From the latter half of the 1890s Somers was exhibiting machinery, wagons and vehicles at the annual Toodyay Agricultural Show. Of particular interest was the use of local timbers that drew this comment about the 1898 show:

Mr. Somers also had on view a most distinctive exhibit illustrative of the peculiar value of our hardwoods for wheelwright purposes- viz., an imported stripper wheel made of bluegum which had gone through nine years' wear and which was found to be in a very bad condition. The only parts of it at all sound were those where York gum had been filled in for repairs. A York gum wheel, with twenty years' work, was also on exhibition, and was much superior to the more recent one made from blue gum. The exhibit is one that the Forestry Department might well add to its collection.

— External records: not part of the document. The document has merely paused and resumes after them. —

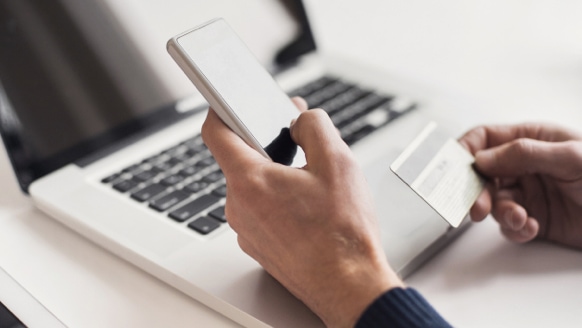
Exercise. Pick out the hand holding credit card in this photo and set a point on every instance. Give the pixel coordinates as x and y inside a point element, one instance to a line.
<point>441,172</point>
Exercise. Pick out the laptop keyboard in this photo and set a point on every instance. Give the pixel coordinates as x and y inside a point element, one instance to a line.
<point>185,184</point>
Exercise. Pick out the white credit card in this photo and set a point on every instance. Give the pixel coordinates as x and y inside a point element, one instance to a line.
<point>441,172</point>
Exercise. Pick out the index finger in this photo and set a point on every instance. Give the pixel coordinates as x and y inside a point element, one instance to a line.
<point>488,136</point>
<point>229,150</point>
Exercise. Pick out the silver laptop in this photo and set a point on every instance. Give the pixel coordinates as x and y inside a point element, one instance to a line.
<point>99,146</point>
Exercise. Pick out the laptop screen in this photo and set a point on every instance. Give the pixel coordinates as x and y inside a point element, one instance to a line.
<point>72,82</point>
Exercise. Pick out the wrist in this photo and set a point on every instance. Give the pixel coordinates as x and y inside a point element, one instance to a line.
<point>361,290</point>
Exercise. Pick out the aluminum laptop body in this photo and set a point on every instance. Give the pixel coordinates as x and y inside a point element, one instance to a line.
<point>68,174</point>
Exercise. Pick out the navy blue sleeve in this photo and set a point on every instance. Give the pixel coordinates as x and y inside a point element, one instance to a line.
<point>401,307</point>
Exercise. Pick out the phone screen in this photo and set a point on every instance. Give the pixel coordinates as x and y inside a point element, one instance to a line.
<point>243,84</point>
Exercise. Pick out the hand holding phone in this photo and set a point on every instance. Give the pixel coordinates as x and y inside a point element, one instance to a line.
<point>237,87</point>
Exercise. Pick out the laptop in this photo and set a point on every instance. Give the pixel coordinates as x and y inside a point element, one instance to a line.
<point>98,143</point>
<point>18,309</point>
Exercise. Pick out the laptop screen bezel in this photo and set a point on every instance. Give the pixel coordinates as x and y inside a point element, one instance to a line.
<point>28,168</point>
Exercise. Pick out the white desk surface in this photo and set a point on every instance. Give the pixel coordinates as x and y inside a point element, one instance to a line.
<point>496,61</point>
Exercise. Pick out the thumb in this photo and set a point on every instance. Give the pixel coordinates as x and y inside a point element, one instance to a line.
<point>318,137</point>
<point>529,156</point>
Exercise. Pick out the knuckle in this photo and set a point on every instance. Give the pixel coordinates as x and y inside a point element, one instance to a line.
<point>523,148</point>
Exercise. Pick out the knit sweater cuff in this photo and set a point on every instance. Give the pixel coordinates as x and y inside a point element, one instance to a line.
<point>401,307</point>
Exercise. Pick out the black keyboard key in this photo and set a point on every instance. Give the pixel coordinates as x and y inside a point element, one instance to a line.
<point>163,166</point>
<point>189,171</point>
<point>204,225</point>
<point>196,186</point>
<point>359,134</point>
<point>165,202</point>
<point>172,180</point>
<point>358,109</point>
<point>145,175</point>
<point>182,157</point>
<point>174,150</point>
<point>218,213</point>
<point>132,168</point>
<point>220,191</point>
<point>312,87</point>
<point>125,185</point>
<point>325,94</point>
<point>148,192</point>
<point>194,207</point>
<point>111,178</point>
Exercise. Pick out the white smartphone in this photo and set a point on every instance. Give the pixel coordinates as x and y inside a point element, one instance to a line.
<point>237,87</point>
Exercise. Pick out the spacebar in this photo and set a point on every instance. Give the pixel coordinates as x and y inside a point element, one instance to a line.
<point>194,207</point>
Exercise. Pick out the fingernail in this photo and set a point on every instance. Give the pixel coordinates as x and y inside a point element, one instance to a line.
<point>508,217</point>
<point>525,231</point>
<point>484,156</point>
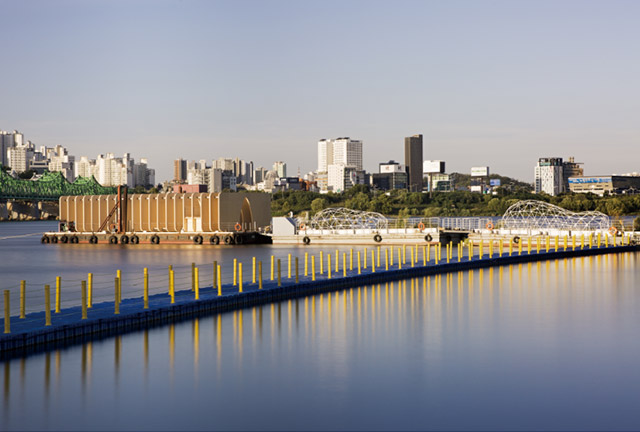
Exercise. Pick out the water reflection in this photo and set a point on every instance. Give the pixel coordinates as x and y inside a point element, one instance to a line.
<point>548,327</point>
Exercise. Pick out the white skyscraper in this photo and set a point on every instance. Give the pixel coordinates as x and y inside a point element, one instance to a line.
<point>549,177</point>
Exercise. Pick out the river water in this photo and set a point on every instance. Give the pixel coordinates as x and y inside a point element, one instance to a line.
<point>549,345</point>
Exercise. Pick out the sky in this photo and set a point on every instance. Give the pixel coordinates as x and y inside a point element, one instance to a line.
<point>487,82</point>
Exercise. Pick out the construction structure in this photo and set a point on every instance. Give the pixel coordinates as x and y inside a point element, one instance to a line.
<point>212,218</point>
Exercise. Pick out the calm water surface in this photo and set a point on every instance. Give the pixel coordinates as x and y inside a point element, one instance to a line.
<point>550,345</point>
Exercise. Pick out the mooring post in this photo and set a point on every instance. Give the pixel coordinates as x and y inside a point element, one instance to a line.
<point>90,290</point>
<point>235,271</point>
<point>83,287</point>
<point>47,306</point>
<point>58,287</point>
<point>193,276</point>
<point>279,274</point>
<point>172,287</point>
<point>146,288</point>
<point>373,262</point>
<point>7,311</point>
<point>23,298</point>
<point>115,297</point>
<point>272,266</point>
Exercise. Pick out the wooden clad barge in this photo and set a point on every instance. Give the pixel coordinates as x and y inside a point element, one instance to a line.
<point>199,218</point>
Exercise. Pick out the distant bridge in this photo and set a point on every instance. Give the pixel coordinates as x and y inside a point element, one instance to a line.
<point>49,187</point>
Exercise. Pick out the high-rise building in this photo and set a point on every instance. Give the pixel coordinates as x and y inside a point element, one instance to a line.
<point>180,170</point>
<point>548,175</point>
<point>413,162</point>
<point>280,168</point>
<point>571,168</point>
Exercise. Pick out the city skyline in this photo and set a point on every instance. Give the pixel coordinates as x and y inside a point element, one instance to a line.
<point>487,83</point>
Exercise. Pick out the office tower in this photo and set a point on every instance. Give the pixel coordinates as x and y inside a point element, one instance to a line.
<point>413,162</point>
<point>180,170</point>
<point>548,175</point>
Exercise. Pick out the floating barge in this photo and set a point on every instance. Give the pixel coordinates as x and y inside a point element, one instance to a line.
<point>175,218</point>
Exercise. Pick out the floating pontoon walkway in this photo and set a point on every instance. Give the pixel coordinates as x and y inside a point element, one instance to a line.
<point>30,333</point>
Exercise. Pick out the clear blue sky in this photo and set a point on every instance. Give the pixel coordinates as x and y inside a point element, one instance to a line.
<point>496,83</point>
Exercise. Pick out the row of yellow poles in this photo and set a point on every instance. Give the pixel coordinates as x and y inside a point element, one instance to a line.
<point>361,263</point>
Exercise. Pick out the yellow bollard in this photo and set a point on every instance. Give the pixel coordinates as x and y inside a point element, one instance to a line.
<point>47,306</point>
<point>116,304</point>
<point>235,271</point>
<point>83,287</point>
<point>197,283</point>
<point>23,296</point>
<point>279,274</point>
<point>146,288</point>
<point>373,261</point>
<point>172,286</point>
<point>272,266</point>
<point>215,278</point>
<point>193,276</point>
<point>7,311</point>
<point>90,290</point>
<point>386,259</point>
<point>119,274</point>
<point>58,287</point>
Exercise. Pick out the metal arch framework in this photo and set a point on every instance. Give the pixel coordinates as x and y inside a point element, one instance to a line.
<point>532,214</point>
<point>49,187</point>
<point>346,219</point>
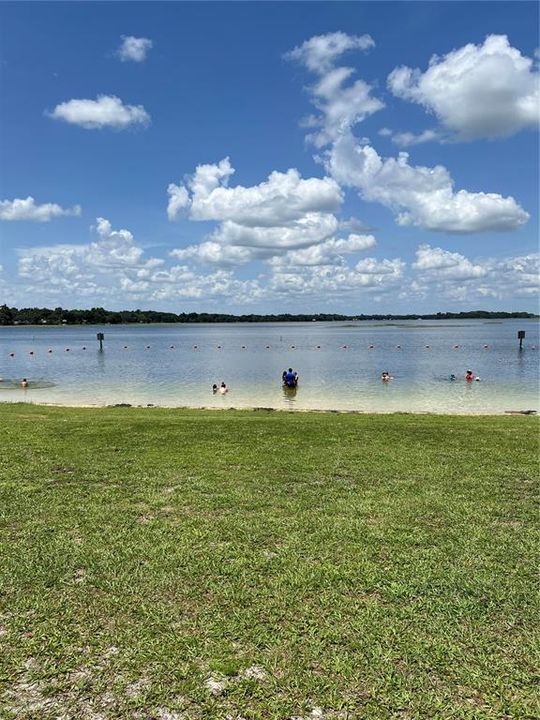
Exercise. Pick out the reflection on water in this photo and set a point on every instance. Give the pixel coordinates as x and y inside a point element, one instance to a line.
<point>289,395</point>
<point>340,365</point>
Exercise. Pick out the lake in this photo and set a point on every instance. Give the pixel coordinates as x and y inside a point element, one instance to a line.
<point>339,364</point>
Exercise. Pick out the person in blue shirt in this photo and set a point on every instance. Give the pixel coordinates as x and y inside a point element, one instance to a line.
<point>290,378</point>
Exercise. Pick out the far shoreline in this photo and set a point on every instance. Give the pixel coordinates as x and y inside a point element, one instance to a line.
<point>268,409</point>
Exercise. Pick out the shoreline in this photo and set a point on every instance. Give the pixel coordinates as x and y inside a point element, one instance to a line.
<point>270,409</point>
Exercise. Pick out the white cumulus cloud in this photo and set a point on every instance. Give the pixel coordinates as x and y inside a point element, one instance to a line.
<point>26,209</point>
<point>106,111</point>
<point>477,91</point>
<point>439,264</point>
<point>282,198</point>
<point>420,196</point>
<point>319,53</point>
<point>281,213</point>
<point>329,252</point>
<point>134,49</point>
<point>341,102</point>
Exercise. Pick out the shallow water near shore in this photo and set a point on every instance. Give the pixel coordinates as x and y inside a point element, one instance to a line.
<point>339,365</point>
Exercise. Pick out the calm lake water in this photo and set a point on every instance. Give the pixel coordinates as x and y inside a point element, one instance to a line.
<point>339,365</point>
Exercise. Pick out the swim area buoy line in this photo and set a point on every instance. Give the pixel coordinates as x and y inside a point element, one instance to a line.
<point>16,384</point>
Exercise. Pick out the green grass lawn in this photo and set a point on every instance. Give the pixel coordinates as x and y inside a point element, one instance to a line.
<point>177,565</point>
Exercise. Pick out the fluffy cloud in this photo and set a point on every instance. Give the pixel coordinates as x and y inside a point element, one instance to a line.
<point>420,196</point>
<point>341,105</point>
<point>133,49</point>
<point>319,53</point>
<point>27,209</point>
<point>406,139</point>
<point>84,268</point>
<point>437,264</point>
<point>477,91</point>
<point>369,275</point>
<point>330,252</point>
<point>214,253</point>
<point>106,111</point>
<point>281,213</point>
<point>463,282</point>
<point>283,198</point>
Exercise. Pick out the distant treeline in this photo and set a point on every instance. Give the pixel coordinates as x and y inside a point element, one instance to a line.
<point>99,316</point>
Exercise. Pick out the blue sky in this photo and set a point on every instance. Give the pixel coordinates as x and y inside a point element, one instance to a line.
<point>270,157</point>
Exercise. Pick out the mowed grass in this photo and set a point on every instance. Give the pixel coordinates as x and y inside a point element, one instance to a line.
<point>179,565</point>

According to Twentieth Century Impressions of W.A, (Note: This was an encyclopaedia produced in 1901 for presentation to the Duke and Duchess of Cornwall and York on their visit to Australia to open the new Parliament.) Toodyay counts among its assets valuable timbers – York and white gums and Morrell – and that the value of these timbers commercially is recognised is evidenced by the extensive demands for them made from all parts of the state. Somers' firm was catering to this demand. According to a description of the business:

The plant is very complete, and includes breaking-down benches, band and circular saws, spoke-turning machines, lathes, tennoning machines, planers and sand-belting machines…. Another branch of this business is the manufacture of every class of vehicle, from the dainty sulky to the cumbersome farm dray. Farming implements are also made on the premises, while experienced painters are busily engaged in the paint shop…. A powerful engine, made by Marshall and Sons, supplies the motive power for the machinery. … the average number of hands employed throughout the year being fourteen. (Note: Disaster struck in 1902 when his business was totally destroyed in a fire. Thomas Kingston, who apparently continued to operate in adjoining premises, also lost his workshop.)

Somers was an active member of the community and in 1908 he was prevailed upon to accept the role of mayor. Apparently the people of Toodyay were an apathetic bunch and when he held his first ratepayers meeting to discuss water rates only ten people turned up. There was a similar response when voting for the town's name to be changed. Despite hostility being added to the general apathy, it went ahead and the name of Toodyay was gazetted on 6 May 1910.

Somers was an energetic mayor. When the Oddfellows Hall was sold to W. Padbury in 1908 for a store, he realised there would be an urgent need for a hall large enough to hold public meetings. He lobbied successfully for a Town Hall (Toodyay Memorial Hall) to be added to the rear of the Municipal Chambers. His wife Catherine laid the foundation stone in August 1910. It was also largely due to Somers that the Toodyay War Memorial was erected following the Great War. He was also actively involved in Toodyay getting its new power plant that was installed in the former Connor's Mill in the main street. The Toodyay Power Station was officially opened in 1927 by the Minister for Public Works, Alexander McCallum.

Other roles held by Somers included first president of the Toodyay Literary and Debating Society when it was re-formed in 1910; president of the new branch of the Liberal League in 1911; chairman of the School Board when this was formed in 1918. He was also an active member of the Toodyay Agricultural Society, Race Club, Hospital and the Toodyay Club. He became a member of the Toodyay Road Board in 1920 and chairman in 1921. He held this position until his death on 5 January 1928 at his home "Kelvedon". His home still stands on Telegraph Road overlooking the showgrounds and site of the former factory and workshop. His son Ken Somers took over the business, which was named the Phoenix Coach and Waggon Works and Motor Garage.